Abstract 73P
Background
A substantial body of evidence has accumulated indicating that cervical cancer is immunologically heterogeneous and comprises several molecular immunophenotypes. A significant proportion of cervical cancers show enrichment in intratumoral immune cells, inflammatory microenvironment, high level of interferon signaling, accompanied by up-regulation of immune checkpoints and immune suppression. However, not much is known about whether such patterns are detectable in the early stages of cervical cancer progression, during transition from intraepithelial neoplasia to invasive carcinoma.
Methods
RNA-seq and bioinformatics pathway analysis were performed using a panel of 16 surgical samples which included HPV(+) non-dysplastic epithelium, cervical intraepithelial neoplasia (CIN) 1, CIN2/3, carcinoma in situ (CIS), microcarcinoma (FIGO stage IA1), stages IA2, IB1, IB2/IIA1, and IIB of invasive cancer, as well as HPV(-) morphologically normal cervical epithelium as control.
Results
A significant number of interferon-stimulated genes (OAS1-3, MX1, IRF9, ISG15, IFI44, etc.) were found to be up-regulated in a subset of early-stage invasive cancer compared with CIN2-3/CIS. The members of various innate immune DNA/RNA-sensing pathways (including TLRs-, AIM2/inflammasome-, IFI16-, RLRs/MAVS-dependent, and others) and antiviral response also showed increased expression.
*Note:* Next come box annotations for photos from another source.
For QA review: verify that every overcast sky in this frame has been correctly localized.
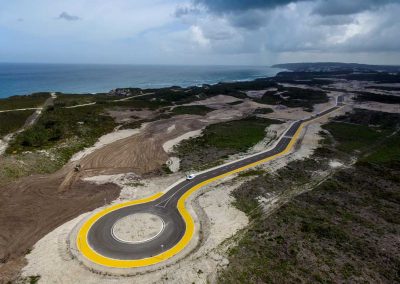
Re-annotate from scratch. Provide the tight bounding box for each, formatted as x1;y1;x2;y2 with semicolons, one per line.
0;0;400;65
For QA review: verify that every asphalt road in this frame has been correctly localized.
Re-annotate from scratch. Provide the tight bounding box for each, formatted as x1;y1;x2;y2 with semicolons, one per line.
87;96;343;260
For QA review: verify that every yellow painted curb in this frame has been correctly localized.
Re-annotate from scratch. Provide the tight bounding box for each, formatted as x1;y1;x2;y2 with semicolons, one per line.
76;107;340;268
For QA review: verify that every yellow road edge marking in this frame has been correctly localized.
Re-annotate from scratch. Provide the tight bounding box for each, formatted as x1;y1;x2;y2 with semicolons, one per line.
76;108;340;268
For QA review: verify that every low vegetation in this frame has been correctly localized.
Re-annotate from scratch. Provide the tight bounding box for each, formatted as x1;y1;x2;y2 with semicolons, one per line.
7;106;116;161
175;117;281;170
172;105;213;115
0;110;33;137
219;108;400;283
355;92;400;104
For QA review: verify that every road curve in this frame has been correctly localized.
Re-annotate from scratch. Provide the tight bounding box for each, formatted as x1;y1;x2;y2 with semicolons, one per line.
76;96;343;268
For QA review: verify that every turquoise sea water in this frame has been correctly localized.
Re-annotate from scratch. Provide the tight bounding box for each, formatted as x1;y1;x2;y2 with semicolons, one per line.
0;63;280;98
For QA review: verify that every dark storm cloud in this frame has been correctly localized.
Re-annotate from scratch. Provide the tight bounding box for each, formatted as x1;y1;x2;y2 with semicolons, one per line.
314;0;400;16
174;7;200;18
57;12;81;21
194;0;306;13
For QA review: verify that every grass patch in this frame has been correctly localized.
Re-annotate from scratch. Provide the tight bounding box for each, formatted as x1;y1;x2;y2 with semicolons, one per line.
0;93;50;110
361;133;400;165
172;105;213;115
228;101;243;106
7;106;115;160
174;117;281;170
238;170;265;177
218;109;400;283
323;122;389;153
0;110;33;137
180;117;281;152
253;107;274;114
355;92;400;104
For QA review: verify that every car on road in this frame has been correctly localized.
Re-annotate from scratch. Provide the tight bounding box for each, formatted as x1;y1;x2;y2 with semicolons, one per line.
186;174;196;180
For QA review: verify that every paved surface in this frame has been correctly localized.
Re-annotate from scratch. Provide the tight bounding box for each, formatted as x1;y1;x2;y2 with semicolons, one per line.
82;96;343;260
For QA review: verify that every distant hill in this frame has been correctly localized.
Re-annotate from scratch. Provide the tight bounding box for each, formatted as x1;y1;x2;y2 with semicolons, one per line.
272;62;400;73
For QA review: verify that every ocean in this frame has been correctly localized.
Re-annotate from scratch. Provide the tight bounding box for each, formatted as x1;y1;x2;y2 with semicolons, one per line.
0;63;281;98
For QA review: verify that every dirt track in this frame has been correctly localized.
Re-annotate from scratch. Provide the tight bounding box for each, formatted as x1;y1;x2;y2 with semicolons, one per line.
0;164;120;283
0;98;266;283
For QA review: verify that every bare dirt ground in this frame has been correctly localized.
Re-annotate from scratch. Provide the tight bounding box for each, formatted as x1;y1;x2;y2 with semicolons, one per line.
19;103;346;283
0;88;354;283
0;165;119;282
0;96;262;280
354;102;400;113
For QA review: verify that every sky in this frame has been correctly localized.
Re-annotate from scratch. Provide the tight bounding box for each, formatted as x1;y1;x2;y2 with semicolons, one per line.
0;0;400;65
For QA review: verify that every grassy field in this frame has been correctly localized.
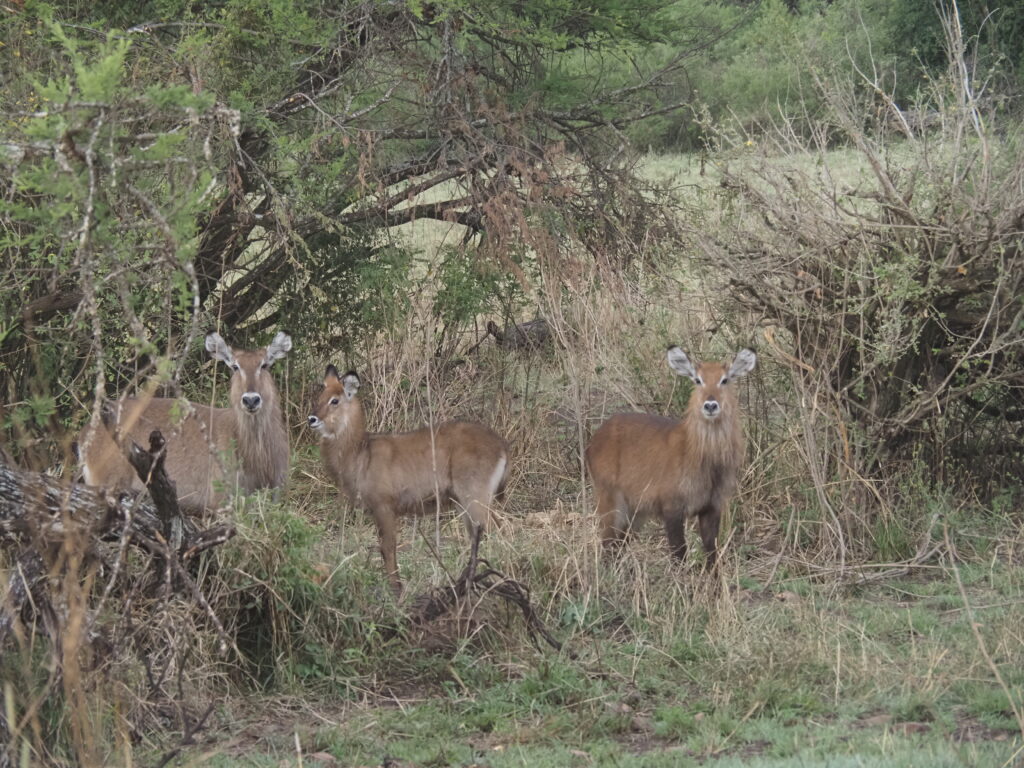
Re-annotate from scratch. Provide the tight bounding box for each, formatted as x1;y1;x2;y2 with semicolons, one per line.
136;483;1024;767
0;145;1024;768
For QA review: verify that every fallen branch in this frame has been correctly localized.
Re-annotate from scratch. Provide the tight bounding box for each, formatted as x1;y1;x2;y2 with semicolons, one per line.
413;557;562;650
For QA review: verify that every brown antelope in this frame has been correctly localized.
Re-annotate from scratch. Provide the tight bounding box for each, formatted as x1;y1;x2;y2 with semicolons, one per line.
309;366;508;594
587;347;757;567
79;332;292;512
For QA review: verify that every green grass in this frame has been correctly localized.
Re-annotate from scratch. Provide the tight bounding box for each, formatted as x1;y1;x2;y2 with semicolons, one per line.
123;489;1024;768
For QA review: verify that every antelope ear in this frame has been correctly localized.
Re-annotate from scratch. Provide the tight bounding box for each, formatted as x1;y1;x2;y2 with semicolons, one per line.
206;331;234;366
264;331;292;366
726;349;758;379
667;347;697;380
341;371;360;399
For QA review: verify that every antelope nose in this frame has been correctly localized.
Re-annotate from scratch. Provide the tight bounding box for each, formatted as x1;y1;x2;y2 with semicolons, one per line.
242;392;263;412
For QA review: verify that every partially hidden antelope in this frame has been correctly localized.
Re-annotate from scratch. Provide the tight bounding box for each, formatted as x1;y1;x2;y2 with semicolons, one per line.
309;366;509;594
78;332;292;513
586;346;757;568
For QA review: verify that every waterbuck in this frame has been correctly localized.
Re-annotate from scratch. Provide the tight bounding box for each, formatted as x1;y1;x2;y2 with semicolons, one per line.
79;332;292;513
309;366;509;594
586;346;757;567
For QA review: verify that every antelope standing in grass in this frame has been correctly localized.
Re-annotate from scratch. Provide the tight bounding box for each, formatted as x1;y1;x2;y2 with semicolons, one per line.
79;332;292;512
587;347;757;567
309;366;509;594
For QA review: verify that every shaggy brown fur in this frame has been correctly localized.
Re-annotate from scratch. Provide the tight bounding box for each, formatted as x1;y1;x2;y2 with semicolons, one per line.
587;347;756;566
309;366;509;593
79;333;292;513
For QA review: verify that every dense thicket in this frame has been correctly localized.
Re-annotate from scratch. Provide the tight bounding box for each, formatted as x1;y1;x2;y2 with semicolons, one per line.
0;0;696;466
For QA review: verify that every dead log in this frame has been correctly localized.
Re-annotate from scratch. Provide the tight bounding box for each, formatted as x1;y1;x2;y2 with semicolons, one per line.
0;444;234;647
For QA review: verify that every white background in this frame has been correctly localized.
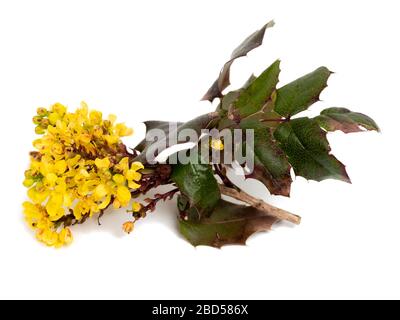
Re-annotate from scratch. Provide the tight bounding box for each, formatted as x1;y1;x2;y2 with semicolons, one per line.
0;0;400;299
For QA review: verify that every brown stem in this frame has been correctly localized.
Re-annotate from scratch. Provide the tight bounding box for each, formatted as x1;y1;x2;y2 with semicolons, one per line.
219;185;301;224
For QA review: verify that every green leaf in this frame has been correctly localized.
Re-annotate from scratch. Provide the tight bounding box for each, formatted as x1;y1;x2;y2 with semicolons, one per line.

Overexpression of proinflammatory chemokines (CXCL9, CXCL10, CX3CL1, etc.) in these samples points to the enhanced capacity to recruit activated T/B cells relative to CIS. Although no significant differences in the expression of immune checkpoints were detected between invasive cancer and precursor lesions, the development of immune suppression in early invasive cancer was evidenced by increased levels of IDO1, LGALS9, IL4R, but decreased levels of IL18 and many components of T-cell activation/costimulation and antigen presentation.
Conclusions
The findings may contribute to a deeper understanding of the role of immune-relevant processes in cervical cancer expansion and dissemination, which is important for appropriate immunotherapy administration.
Legal entity responsible for the study
The authors.
Funding
Ministry of Science and Higher Education of RF (grant No.13.UNU.21.0001).
Disclosure
All authors have declared no conflicts of interest.